What is the heartbeat mechanism?
Heartbeat is about how to keep the connection alive by sending a simplest package when the client and server establish ESTABLISH status with each other, and how to monitor the availability of services on the other side.
The Role of Heart Packet
-
Keep alive
Q: Why does heartbeat keep connections alive? It is the most effective way to avoid network interruption in clusters or long connections?
A: The reason why we call it an important safeguard to avoid network interruption is that we know that public IP is a valuable resource. Once a connection is occupied for a long time and no data is sent, how can we afford to allocate public IP to this connection? This is the biggest waste of network resources, so it is basic. All of the NAT routers on the network regularly clear the mapping table entries that have not been transmitted for a long time. One is to recycle IP resources, the other is to release the memory resources of the NAT router itself, so that the problem arises. The connection is disconnected from the middle, and the two routers do not know that the other party is disconnected, and they will continue to send data.
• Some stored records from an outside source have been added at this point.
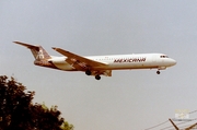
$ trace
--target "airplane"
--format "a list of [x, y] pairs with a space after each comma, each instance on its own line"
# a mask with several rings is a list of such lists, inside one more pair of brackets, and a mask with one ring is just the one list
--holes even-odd
[[35, 66], [53, 68], [63, 71], [82, 71], [86, 75], [93, 75], [101, 80], [101, 75], [112, 76], [112, 70], [158, 69], [165, 70], [175, 66], [176, 61], [164, 54], [129, 54], [107, 56], [79, 56], [61, 48], [53, 47], [62, 57], [49, 56], [47, 51], [37, 45], [13, 42], [31, 49]]

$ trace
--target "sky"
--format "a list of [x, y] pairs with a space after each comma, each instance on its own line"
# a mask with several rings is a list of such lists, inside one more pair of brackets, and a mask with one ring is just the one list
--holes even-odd
[[[151, 128], [174, 118], [175, 109], [197, 109], [196, 7], [196, 0], [1, 0], [0, 74], [35, 91], [34, 103], [57, 105], [74, 130]], [[162, 52], [177, 64], [160, 75], [124, 70], [96, 81], [36, 67], [14, 40], [40, 45], [53, 56], [61, 55], [51, 47], [81, 56]]]

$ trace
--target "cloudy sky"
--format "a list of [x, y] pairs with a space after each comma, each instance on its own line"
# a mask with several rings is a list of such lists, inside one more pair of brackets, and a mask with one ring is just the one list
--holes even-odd
[[[196, 0], [1, 0], [0, 74], [35, 91], [34, 103], [57, 105], [74, 130], [144, 130], [175, 109], [197, 109], [196, 7]], [[35, 67], [30, 50], [13, 40], [42, 45], [53, 56], [61, 55], [51, 47], [81, 56], [163, 52], [177, 64], [160, 75], [113, 71], [96, 81]]]

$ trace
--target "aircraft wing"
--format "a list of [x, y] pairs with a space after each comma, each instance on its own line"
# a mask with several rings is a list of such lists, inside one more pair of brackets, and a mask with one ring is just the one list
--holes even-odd
[[58, 51], [59, 54], [66, 56], [67, 57], [66, 61], [68, 63], [70, 63], [71, 66], [73, 66], [78, 70], [84, 70], [86, 67], [88, 68], [96, 68], [96, 67], [107, 66], [106, 63], [88, 59], [85, 57], [72, 54], [72, 52], [63, 50], [61, 48], [53, 47], [53, 49]]

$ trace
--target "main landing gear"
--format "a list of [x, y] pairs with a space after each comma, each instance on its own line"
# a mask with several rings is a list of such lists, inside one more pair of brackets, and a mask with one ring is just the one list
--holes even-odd
[[160, 74], [160, 71], [159, 71], [159, 70], [157, 71], [157, 74]]
[[[85, 71], [85, 74], [86, 74], [86, 75], [91, 75], [92, 72], [91, 72], [90, 70], [86, 70], [86, 71]], [[101, 75], [96, 74], [96, 75], [95, 75], [95, 79], [96, 79], [96, 80], [101, 80]]]
[[95, 75], [95, 79], [96, 79], [96, 80], [101, 80], [101, 76], [100, 76], [100, 75]]
[[86, 71], [85, 71], [85, 74], [86, 74], [86, 75], [91, 75], [92, 73], [91, 73], [90, 70], [86, 70]]

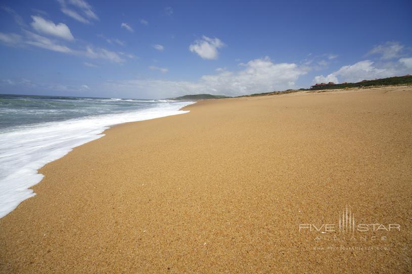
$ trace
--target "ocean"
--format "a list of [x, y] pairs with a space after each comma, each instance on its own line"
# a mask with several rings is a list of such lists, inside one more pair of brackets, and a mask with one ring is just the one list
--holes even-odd
[[110, 126], [188, 112], [194, 102], [0, 94], [0, 218], [35, 195], [37, 170]]

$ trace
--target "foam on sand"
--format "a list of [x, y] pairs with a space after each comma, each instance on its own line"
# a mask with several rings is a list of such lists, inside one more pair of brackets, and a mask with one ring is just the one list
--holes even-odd
[[43, 178], [37, 171], [45, 164], [104, 136], [101, 133], [110, 126], [186, 113], [179, 109], [191, 103], [165, 102], [132, 112], [44, 123], [0, 134], [0, 218], [35, 195], [29, 188]]

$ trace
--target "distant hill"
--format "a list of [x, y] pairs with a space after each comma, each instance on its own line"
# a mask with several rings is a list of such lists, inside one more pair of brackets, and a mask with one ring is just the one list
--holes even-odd
[[394, 86], [396, 85], [412, 84], [412, 76], [405, 75], [387, 78], [378, 79], [376, 80], [364, 80], [358, 83], [343, 83], [331, 85], [329, 86], [321, 86], [316, 87], [312, 86], [311, 90], [317, 90], [319, 89], [336, 89], [350, 87], [361, 87], [371, 86]]
[[227, 96], [224, 95], [212, 95], [212, 94], [192, 94], [169, 98], [169, 99], [171, 100], [202, 100], [204, 99], [218, 99], [219, 98], [227, 98]]

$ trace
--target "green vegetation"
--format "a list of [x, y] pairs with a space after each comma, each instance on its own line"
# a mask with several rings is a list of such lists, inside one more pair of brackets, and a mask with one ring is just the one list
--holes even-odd
[[170, 99], [172, 100], [202, 100], [205, 99], [218, 99], [219, 98], [228, 98], [228, 97], [224, 95], [212, 95], [212, 94], [192, 94], [170, 98]]
[[[256, 96], [274, 95], [277, 94], [284, 94], [292, 92], [297, 92], [304, 90], [313, 91], [325, 89], [339, 89], [342, 88], [359, 88], [365, 87], [379, 87], [382, 86], [395, 86], [399, 85], [412, 85], [412, 76], [405, 75], [404, 76], [389, 77], [387, 78], [379, 79], [359, 82], [358, 83], [345, 83], [338, 84], [331, 86], [321, 86], [313, 87], [310, 89], [301, 88], [299, 89], [288, 89], [284, 91], [271, 91], [269, 92], [263, 92], [261, 93], [254, 93], [250, 95], [242, 95], [237, 97], [253, 97]], [[219, 98], [230, 98], [224, 95], [213, 95], [211, 94], [193, 94], [175, 98], [170, 98], [172, 100], [202, 100], [205, 99], [218, 99]]]
[[311, 90], [318, 90], [320, 89], [336, 89], [340, 88], [369, 87], [371, 86], [394, 86], [396, 85], [412, 84], [412, 76], [405, 76], [371, 80], [359, 83], [346, 83], [338, 84], [332, 86], [326, 86], [320, 87], [313, 87]]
This will result in two results: a) the sender will receive RST packets of the NAT router, leading the sender to know that the connection is in progress. Break; b) The sender did not receive any response from NAT, which simply drop s the corresponding packet.
Usually what we test is that the second situation is that the client doesn't know that it should be disconnected, so the heartbeat can be associated with NAT. As long as we send heartbeat packets within the time that NAT considers a reasonable connection, the IP mapping table entries of the NAT will continue to keep connection will not be removed. It achieves the goal that the connection will not be interrupted. -
Detecting whether the service on the other end is available
TCP disconnection may not be instantaneous, or even detectable, or may be delayed for a long time. If the front end does not disconnect the TCP connection normally, four handshakes are not initiated, and the server can not know the client's dropout, then we need a heartbeat packet to detect whether the other end of the service is off. It's still alive and available.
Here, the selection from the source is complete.